Similarly, the incident of abduction of Sita by Raavan, known as Sitaharan, also caught poet’s eye and long poems were written just elaborate this incident through myriad prisms. Munshi Banwari Lal Shola, a north Indian poet who was disciple of Mirza Hargopal Tafta, who himself was a disciple of great Mirza Ghalib, wrote a defining poem on this particular incident: Sita Haran. The poem evokes delicate and compassionate side of Sita who out of her kind-heartedness crossed the Lakshman Rekha drawn for her security.
Bahar jo kundli se chaliin dhoka khaa gayii
Raavan ke chhal mein hai maharani aa gayii
(The moment she stepped out of the circle she was entrapped
Hai, the queen was beguiled by the deception of Raavan)
Another poem that brings such scenes or sequences from Ramayana to life is Betal Barelwi’s masnavi on Ramayana.

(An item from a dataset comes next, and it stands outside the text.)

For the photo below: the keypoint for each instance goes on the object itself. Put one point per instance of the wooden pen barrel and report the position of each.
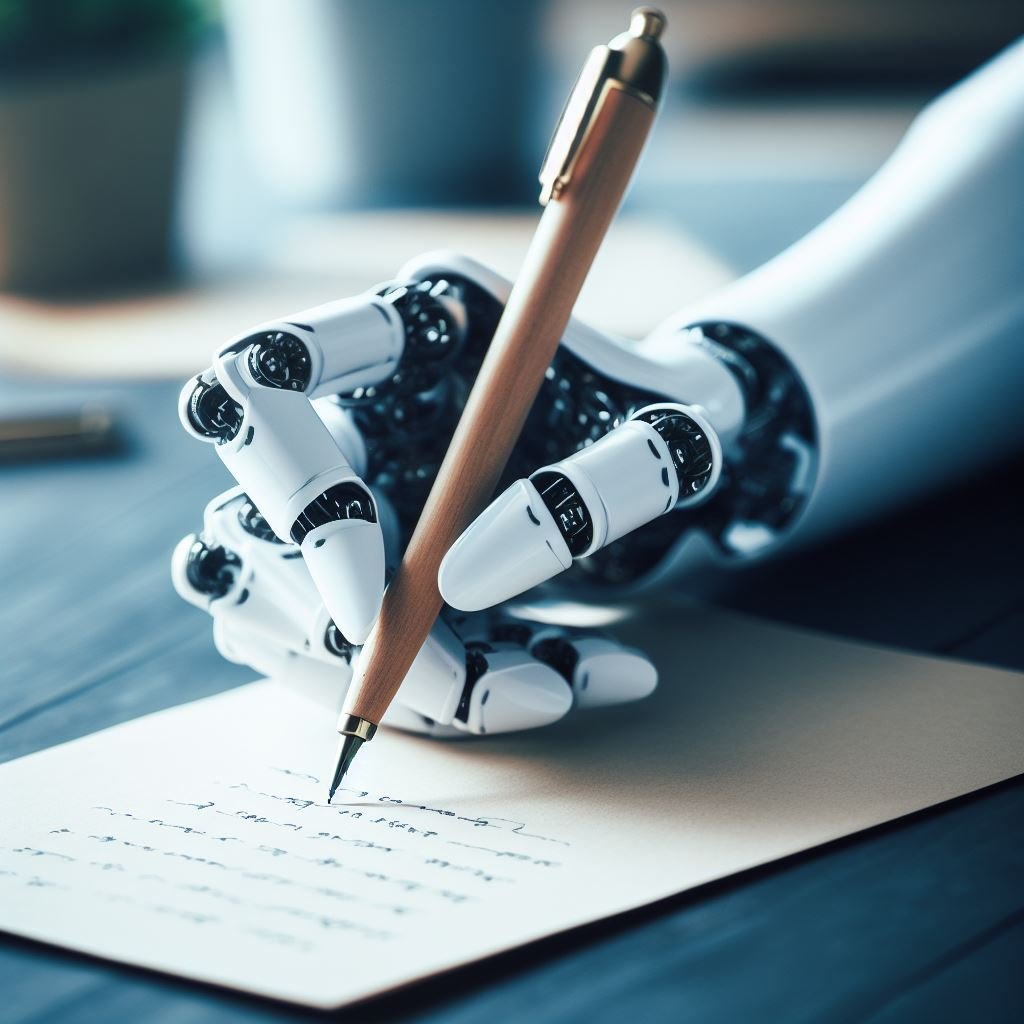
(556, 264)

It is a perfect example of the composite culture (Ganga Jamuna Tehzeeb) of those days. He has used both Hindi and Urdu words in his poetry in perfect concinnity, intermingled beautifully, something like what Amir Khusaru wrote in his famous ghazal – Jehaal Miskin Makum Taghaful — where the first line is in Persian and the second in Hindustani.
One example is when Barelwi sketches out the scene when Shravan Kumar is hit by the arrow of Raja Dashrath, father of Lord Ram. Barelvi writes in Farsi interwoven with Hindi — describing the scene where Shravan Kumar having been badly wounded by Dashrath’s arrow and about to die, requests Dashrath to take water immediately for his blind parents who were all alone in the wilderness.
Mata pita kubool ho Shravan ki Ram Ram
Paani pilau kya nki hua kaam hi tamaam
Chagal se pehle bhar diya umr-e-rawan ne jam
Qatil ke haath bhej raha hoon yehi paigham
(Dear parents, please accept my greetings, Ram Ram
how should I bring water for you, for I’m about to die
This ever-flowing life has filled my goblet before time
and I am forced to send you message by my murderer)
Poems about small incidents taken from Ramayana are numerous and are sung and enacted in stage dramas throughout India.
While a whole corpus, from where above examples have been culled, exist eulogising ideal characteristics of heroes of the epic and denouncing the evils, there are some which calls for realist evaluation of the epic and warn against the politicisation of mythology for personal gains. It denotes those indulge in such selfish acts as shar-pasand.
There is one such poem titled just Ram. It’s been penned by Rahbar Jaunpuri. While enumerating the many good qualities including his love for peace, harmony and truth, tells us why the land of Hindustan is proud of him.
In walking the path of loyalty, Ram has become an enduring symbol of self-sacrifice just as Raavan has come to embody the shar-pasand, those who like evil.
Rasm-o-rivaaj-e Ram se aari hain shar-pasand
Raavan ki nitiyon ke pujari hain shar-pasand
(Those who like evil are bereft of the traditions of Ram
They are the worshippers of the practices of Raavan)
The tale of Ram, Imam-e-Hind, is thus ceaseless.